At the risk of starting a, "mine is bigger then yours", discussion, not something I am keen on. There is a saying, if you think you understand something then try writing computer software to model it. If the software works then you really do understand the subject. I have written and maintained computer software to model electrical devices, though only up to 33kV.
I didn't once mention a rewirable fuse.
That's bollocks. I've written several computer models, all of them modeling with varying degrees of accuracy systems of assorted complexities. I can't pretend to have understood the subject well for every model.
And no, I wasn't coding someone else's models.
The principles here are fairly straightforward, it's obtaining and applying the relevant data that's the problem.
At a particular fault current:
(i) if the operating I^2*t of the MCB is less than the pre-arcing I^2*t of the fuse then the MCB will discriminate in favour of the fuse (i.e. breaker trips, fuse does not blow);
(ii) if the operating I^2*t of the MCB exceeds the total clearing I^2*t of the fuse (pre-arcing and arcing) then the fuse will discriminate in favour of the MCB (fuse blows, breaker does not trip);
(iii) if the operating I^2*t of the MCB exceeds the pre-arcing I^2*t of the fuse, but does not exceed its total clearing I^2*t then both devices will operate (no discrimination, fuse element melts but the arc is extinguished by the MCB).
Now all you need is the relevant I^2*t curves and knowledge of the fault level. I^2*t data for MCBs should be fairly readily available from the manufacturers, but for lamp fuses... (I've never seen any published).
Not to mention that unless you actually do understand the model, and have verified it against underlying facts, you can come up with a model that seems to work, but doesn't except in the test cases.
Modelling something doesn't help, if your understanding is flawed, and you are just modelling your understanding, if your understanding of the system is self-consistent.
To add a bit more detail...
I^2*t (pron: "I-squared-T") is a measure of the electrical energy that is let through the fuse or MCB during a current surge. Some of that energy is absorbed by the device itself, either to heat the wire in a fuse, or to give an electromechanical kick to the moving parts in an MCB.
In a fuse, the pre-arcing I^2*t represents a "point of no return", where enough heat has been absorbed to melt the wire, so it is definitely destined to break. However, it takes a while longer for the molten metal to flow, and for surface tension to pull the ends apart.

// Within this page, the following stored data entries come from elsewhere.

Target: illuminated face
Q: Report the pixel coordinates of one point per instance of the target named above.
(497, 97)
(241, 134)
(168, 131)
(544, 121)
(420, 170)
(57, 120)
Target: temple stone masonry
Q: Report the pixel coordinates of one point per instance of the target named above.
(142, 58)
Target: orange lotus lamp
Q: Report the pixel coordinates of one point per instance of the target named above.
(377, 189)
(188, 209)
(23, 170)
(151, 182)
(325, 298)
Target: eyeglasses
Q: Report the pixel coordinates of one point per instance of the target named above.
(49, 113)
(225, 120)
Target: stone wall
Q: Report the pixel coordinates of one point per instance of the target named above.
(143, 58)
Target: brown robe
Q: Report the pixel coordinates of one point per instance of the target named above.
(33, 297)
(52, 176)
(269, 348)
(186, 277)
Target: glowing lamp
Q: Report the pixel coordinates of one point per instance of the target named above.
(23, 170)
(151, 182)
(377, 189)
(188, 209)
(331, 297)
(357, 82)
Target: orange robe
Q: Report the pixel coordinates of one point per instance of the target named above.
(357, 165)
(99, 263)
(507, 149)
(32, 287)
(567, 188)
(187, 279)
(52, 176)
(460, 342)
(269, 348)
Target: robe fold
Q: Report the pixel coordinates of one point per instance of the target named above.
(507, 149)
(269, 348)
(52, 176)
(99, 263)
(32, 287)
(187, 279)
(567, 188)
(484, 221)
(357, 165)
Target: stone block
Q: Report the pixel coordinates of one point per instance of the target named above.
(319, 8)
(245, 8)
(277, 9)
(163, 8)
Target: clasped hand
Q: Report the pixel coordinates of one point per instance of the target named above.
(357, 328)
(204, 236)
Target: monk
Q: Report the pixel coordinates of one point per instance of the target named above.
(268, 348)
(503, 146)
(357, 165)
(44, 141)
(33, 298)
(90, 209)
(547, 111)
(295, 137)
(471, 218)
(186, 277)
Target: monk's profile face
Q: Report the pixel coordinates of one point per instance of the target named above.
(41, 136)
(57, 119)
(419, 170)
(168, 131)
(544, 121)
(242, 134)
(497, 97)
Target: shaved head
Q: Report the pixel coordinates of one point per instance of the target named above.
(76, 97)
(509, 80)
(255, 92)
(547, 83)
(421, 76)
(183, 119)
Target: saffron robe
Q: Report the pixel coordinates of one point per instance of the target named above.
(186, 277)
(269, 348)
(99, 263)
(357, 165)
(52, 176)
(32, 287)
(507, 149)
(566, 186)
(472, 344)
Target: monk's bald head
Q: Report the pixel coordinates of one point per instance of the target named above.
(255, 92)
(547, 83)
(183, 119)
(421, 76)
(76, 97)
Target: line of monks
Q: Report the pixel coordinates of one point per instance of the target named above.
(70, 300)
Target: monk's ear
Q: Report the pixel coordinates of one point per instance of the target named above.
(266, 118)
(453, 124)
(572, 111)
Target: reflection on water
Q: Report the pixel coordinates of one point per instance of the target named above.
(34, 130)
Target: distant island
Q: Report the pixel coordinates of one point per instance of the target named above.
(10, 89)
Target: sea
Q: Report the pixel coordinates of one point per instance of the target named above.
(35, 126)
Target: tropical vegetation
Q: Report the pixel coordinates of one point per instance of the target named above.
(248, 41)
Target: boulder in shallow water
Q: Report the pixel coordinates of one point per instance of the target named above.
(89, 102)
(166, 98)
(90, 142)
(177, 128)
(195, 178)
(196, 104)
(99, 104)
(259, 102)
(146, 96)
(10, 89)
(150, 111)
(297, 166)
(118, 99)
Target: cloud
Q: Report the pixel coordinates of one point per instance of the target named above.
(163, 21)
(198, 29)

Thus you can easily have a situation like Andy's case (iii) where the current surge takes the fuse beyond its point of no return while also operating the MCB. Then, as Andy says, it is often the MCB that breaks the circuit, before the fuse has time to pull apart... but the fuse is still found to be melted.
On Thu, 14 Dec 2006 23:13:50 +0000 someone who may be Steve Firth wrote this:-
Ah, proof by assertion and rudeness in three words. Excellent.
Noted.
On Thu, 14 Dec 2006 23:59:30 +0000 someone who may be Andy Wade wrote this:-
It is.
Fuses built into lamps are not something I have discussed, not the least because I have never seen data on them.
In article , Andrew Gabriel wrote: [snip]
I was going to do a post earlier on in this thread to say that we've never had a blown bulb trip the MCB. That was, until last night, when it happened with an almost new 100W bulb (about 10 days old).
I've just knocked it apart. As you say, destruction is complete. The support wires are there, but the filament has disappeared, as have both fusewires in the stem of the bulb.
SWMBO did note that it didn't do the normal 'plink' as it went, it did a nasty-sounding 'splat'. That could have been the arcing.
Two solutions :-
Life must be so difficult for you, blubbering every time someone says boo!